Pacal was 80 years old when he died. His reign, and that of his son Chan-Bahlum, are credited for inspiring the exceptional beauty of Palenque's art and architecture. The sarcophagus lid weighs as much as five tons and the sarcophagus itself weighs in excess of fifteen tons. Because of its enormous weight and size, it was set in place at the base of the temple before construction began.

The limestone sarcophagus lid is carved with a scene of Pacal at the moment of his death. He is shown falling down the World Tree into the jaws of the Underworld. He is accompanied by an image of the head of a skeletal monster carrying a bowl marked with the sign of the sun. This sign indicates that Pacal would be reborn as a god by defeating the Lords of Death who live in the Underworld. Portraits of his ancestors can be seen around the four sides of his coffin. Each figure is wearing a headdress symbolizing a fruit tree.

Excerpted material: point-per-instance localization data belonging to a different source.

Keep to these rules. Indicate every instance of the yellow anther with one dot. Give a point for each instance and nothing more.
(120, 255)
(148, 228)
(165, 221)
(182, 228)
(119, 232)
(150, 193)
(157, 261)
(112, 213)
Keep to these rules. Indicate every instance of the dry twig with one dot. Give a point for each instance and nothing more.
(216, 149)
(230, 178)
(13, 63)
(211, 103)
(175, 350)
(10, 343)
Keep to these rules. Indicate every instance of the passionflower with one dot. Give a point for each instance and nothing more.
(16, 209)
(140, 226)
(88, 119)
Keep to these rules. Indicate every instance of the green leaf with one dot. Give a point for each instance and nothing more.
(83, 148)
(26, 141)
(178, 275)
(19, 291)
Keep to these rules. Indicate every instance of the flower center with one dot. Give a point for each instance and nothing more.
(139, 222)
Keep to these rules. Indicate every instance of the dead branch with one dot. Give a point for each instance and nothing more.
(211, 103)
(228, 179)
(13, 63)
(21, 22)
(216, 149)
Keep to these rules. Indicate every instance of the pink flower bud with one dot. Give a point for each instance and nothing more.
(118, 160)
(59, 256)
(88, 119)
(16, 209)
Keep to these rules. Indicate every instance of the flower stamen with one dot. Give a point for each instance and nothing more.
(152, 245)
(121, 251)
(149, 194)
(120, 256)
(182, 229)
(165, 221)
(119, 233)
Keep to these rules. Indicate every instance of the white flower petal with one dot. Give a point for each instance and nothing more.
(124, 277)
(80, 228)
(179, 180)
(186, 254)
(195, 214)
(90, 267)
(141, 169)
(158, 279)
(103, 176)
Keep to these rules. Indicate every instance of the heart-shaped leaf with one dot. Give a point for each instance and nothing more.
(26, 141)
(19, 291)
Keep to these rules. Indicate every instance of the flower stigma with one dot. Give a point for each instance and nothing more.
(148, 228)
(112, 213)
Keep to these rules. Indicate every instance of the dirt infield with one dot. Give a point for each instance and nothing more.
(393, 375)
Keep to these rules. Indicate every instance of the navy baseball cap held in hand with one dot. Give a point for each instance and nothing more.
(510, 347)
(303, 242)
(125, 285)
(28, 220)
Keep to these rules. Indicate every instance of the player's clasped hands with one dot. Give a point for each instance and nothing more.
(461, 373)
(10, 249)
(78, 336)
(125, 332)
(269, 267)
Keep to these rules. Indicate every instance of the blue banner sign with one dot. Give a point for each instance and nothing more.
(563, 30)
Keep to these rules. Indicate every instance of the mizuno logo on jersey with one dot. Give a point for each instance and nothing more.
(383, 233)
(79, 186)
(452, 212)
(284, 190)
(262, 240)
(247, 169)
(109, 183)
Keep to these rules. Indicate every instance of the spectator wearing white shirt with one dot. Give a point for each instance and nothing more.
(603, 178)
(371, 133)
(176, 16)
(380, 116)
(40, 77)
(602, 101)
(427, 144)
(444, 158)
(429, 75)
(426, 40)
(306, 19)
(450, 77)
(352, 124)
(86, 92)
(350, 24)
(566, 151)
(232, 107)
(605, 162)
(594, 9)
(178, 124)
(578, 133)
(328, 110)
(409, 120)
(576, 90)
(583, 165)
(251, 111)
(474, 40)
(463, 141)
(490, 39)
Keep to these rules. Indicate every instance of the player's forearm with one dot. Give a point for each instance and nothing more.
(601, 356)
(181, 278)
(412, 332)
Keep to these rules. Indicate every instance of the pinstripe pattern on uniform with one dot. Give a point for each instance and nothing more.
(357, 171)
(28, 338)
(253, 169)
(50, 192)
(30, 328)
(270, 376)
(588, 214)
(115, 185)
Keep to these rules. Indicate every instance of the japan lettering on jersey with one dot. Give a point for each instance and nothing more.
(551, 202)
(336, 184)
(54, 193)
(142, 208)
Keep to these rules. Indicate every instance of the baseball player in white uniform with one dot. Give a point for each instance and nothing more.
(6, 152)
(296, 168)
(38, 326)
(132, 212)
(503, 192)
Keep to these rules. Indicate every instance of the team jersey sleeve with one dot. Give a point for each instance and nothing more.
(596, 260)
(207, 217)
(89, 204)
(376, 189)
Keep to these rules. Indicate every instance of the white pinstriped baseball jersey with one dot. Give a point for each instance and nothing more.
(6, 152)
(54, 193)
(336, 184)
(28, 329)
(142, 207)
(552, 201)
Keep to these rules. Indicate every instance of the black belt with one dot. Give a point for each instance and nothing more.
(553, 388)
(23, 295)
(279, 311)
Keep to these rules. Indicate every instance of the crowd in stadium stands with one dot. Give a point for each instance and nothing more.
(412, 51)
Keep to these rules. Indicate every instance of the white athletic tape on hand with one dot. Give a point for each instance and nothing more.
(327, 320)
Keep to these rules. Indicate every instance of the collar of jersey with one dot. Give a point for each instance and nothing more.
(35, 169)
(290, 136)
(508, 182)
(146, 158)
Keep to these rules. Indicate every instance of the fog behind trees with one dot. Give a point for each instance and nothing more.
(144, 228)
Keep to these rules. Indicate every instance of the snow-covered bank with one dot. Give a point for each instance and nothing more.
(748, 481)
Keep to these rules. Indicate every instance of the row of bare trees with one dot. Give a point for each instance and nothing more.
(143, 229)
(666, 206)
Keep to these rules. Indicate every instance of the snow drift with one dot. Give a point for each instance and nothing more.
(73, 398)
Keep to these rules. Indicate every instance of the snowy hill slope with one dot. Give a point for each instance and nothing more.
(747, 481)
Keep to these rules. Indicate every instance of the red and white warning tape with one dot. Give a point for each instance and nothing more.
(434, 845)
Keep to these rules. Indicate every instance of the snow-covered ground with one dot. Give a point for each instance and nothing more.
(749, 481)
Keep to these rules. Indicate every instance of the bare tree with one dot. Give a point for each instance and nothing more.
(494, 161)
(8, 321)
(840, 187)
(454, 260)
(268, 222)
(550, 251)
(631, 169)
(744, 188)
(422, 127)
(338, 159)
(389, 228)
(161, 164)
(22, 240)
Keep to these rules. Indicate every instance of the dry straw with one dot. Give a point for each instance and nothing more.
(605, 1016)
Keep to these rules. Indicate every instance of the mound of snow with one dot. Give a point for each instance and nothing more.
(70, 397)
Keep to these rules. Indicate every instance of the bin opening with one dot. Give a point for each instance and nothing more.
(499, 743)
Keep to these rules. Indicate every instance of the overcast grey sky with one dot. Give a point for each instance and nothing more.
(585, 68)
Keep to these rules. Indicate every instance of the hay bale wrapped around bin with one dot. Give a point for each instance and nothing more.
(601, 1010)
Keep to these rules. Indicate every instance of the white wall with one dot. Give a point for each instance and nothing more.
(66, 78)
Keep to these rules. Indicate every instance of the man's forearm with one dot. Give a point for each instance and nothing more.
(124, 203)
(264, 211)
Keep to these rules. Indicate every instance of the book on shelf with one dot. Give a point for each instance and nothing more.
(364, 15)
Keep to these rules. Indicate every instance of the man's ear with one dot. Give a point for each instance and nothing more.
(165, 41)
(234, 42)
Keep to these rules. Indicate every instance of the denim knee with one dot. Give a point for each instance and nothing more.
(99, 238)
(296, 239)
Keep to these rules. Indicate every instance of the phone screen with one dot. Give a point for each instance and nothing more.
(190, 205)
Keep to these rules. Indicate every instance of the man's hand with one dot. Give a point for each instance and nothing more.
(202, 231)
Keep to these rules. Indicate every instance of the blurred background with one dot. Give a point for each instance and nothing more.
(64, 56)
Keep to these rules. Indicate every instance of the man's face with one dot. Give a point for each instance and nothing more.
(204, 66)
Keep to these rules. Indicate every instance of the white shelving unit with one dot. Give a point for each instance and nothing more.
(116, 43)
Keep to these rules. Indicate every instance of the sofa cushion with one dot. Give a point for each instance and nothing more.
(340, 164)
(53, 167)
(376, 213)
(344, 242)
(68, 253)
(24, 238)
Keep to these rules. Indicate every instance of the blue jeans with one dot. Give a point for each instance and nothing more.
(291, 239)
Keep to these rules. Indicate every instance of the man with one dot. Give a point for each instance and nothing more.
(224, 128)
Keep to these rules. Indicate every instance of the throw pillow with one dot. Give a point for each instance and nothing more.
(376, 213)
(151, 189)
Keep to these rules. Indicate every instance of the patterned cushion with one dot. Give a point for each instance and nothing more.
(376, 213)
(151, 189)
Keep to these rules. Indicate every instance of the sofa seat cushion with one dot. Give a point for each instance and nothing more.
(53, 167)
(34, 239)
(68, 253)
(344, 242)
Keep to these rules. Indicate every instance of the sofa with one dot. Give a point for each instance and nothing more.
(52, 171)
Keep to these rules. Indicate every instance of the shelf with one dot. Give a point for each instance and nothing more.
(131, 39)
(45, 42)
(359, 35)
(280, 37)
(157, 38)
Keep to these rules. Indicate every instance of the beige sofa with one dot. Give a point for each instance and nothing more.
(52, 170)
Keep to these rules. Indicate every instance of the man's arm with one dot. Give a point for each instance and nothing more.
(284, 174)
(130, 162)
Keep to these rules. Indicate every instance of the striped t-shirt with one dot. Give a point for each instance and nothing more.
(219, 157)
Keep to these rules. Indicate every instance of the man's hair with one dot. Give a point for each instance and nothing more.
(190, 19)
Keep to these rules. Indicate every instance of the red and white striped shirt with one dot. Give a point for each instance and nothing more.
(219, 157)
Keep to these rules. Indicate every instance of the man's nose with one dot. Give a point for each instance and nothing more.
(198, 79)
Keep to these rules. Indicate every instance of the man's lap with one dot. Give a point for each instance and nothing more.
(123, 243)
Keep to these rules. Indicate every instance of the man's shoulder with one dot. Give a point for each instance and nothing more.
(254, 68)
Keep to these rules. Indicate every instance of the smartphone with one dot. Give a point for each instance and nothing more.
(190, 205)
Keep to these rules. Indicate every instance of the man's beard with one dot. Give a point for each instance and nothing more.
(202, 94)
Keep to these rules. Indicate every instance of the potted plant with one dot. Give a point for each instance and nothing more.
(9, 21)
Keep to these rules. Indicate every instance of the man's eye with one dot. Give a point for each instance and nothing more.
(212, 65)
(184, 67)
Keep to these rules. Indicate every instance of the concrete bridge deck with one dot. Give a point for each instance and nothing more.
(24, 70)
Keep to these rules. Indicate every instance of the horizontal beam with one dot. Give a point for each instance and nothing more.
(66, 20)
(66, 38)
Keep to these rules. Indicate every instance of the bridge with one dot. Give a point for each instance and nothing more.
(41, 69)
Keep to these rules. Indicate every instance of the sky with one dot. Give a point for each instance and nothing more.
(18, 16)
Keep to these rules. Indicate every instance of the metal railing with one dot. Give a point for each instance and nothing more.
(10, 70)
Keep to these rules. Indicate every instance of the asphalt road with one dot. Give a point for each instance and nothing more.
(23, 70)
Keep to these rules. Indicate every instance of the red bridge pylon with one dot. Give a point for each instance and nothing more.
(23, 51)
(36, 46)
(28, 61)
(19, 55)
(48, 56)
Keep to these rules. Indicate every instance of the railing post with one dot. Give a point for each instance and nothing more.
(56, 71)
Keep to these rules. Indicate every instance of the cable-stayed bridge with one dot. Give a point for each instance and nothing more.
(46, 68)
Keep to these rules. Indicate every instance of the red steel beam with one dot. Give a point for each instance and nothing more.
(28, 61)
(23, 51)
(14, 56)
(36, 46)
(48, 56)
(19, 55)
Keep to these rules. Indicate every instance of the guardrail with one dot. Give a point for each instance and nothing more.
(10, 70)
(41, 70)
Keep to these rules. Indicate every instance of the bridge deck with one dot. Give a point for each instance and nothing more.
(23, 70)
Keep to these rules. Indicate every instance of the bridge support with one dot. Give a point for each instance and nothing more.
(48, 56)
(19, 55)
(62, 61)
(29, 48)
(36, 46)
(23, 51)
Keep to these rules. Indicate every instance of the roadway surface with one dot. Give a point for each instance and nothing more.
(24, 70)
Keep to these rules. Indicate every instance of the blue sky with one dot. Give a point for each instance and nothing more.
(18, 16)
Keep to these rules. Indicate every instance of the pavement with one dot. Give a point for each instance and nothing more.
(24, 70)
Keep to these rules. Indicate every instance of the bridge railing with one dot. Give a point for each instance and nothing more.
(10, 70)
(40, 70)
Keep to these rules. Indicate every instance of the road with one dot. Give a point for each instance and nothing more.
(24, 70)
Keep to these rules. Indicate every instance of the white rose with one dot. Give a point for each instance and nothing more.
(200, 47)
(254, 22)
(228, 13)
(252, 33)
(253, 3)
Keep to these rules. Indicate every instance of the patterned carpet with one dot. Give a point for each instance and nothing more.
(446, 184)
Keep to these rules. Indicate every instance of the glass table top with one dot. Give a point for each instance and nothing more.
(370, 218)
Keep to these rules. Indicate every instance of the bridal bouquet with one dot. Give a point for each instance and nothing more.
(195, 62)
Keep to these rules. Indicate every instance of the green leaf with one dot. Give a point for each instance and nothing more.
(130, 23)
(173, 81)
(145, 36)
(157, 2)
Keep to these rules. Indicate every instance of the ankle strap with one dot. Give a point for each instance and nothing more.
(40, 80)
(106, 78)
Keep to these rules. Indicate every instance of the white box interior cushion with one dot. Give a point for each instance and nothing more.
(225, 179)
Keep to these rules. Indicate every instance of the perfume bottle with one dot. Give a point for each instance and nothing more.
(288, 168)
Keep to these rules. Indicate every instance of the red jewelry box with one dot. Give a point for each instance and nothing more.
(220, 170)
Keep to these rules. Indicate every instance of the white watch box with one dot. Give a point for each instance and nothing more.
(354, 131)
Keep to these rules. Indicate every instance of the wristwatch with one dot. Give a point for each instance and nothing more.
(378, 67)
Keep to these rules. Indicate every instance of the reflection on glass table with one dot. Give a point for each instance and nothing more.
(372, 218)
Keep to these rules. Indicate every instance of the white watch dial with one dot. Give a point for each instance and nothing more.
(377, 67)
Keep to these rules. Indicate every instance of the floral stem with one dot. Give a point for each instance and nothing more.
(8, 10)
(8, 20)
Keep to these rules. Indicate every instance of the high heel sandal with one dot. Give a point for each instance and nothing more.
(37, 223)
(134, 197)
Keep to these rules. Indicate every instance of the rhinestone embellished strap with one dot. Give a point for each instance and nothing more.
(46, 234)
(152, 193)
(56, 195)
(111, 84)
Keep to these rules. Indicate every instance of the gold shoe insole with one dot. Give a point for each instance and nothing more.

(right) Replica of Pacal's tomb
Medium: Limestone
Date: Late Classic Period, 650 A.D.
Location: Temple of Inscriptions, Palenque, Mexico

Maya kings normally inherited their title through their fathers. Pacal's father was not a king, but his mother and great grandmother were both powerful women who ruled as true kings. Although this created a dilemma for the government because of the convention of patrilineal descent, these two exceptional women defied tradition by taking charge of the throne. Pacal established an unshakable claim to the throne even though he was not the son of a king. He explained this change as being preordained by the gods.

To legitimize his claim, he declared his mother to be the living embodiment of the First Mother, who created the gods and humans. This meant that Pacal was the son of a goddess. To add more weight to his argument, he claimed he was born on a day that exactly replicated the birth date of the First Mother. In this way, he secured his position as king.